Tort reform supporters in Texas say those concerns are overblown. “The trial lawyers always say no one can file a lawsuit under the ER standard or collect, that’s the complaint that I hear,” said Mike Hull, an attorney for the Texas Alliance for Patient Access, a coalition of doctors, hospitals and insurance companies. “[Our] data is that there’ve been a little over 2,600 ER lawsuits under the new standard, and a little over $120 million in payouts. So the notion that no one files suit under the new standard or collects under it is false.”
Hull said he wasn’t sure how that compared to the years before tort reform, but a study by University of Texas law professor Charles Silver showed that in the first four years under Texas’ 2003 tort reform law, the number of malpractice claims decreased 60 percent and payouts dropped by a third. Silver’s work has also shown that hospitals could institute tighter safety and quality controls, but aren’t incentivized to do so.
This is an old argument in Texas by now, one that’s often left Silver and Hull in disagreement. But they do agree that Duncan’s family would have a tough case, if only because Ebola is so deadly and because pure self-interest would incentivize doctors to keep it under control. “The ridiculously high standard that Texas adopted with respect to ER doctors could affect the level of care that they use,” Silver says, “but I don’t think that Ebola fits within the ordinary boundaries.”
And Silver says there isn’t much chance the courts will change Texas’ standards because of anything that’s happened in the past few weeks. “The Texas Supreme Court is notoriously anti-plaintiff and pro-health care provider.
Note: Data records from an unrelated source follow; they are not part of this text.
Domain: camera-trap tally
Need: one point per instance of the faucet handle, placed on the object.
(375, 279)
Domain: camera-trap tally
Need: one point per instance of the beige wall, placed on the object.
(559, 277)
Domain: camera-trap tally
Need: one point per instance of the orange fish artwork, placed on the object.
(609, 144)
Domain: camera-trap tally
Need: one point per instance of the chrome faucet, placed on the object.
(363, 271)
It seems extremely unlikely that they would expand the law in this particular area.”
In an op-ed published in The Dallas Morning News last week, Duncan’s nephew Josephus Weeks left little doubt that he places the blame squarely on the hospital. “Their error set the wheels in motion for my uncle’s death and additional Ebola cases,” he wrote, “and their ignorance, incompetence or indecency has created a national security threat for our country.”
But given the state of Texas law, a strongly worded letter may be all the recourse Duncan’s family has.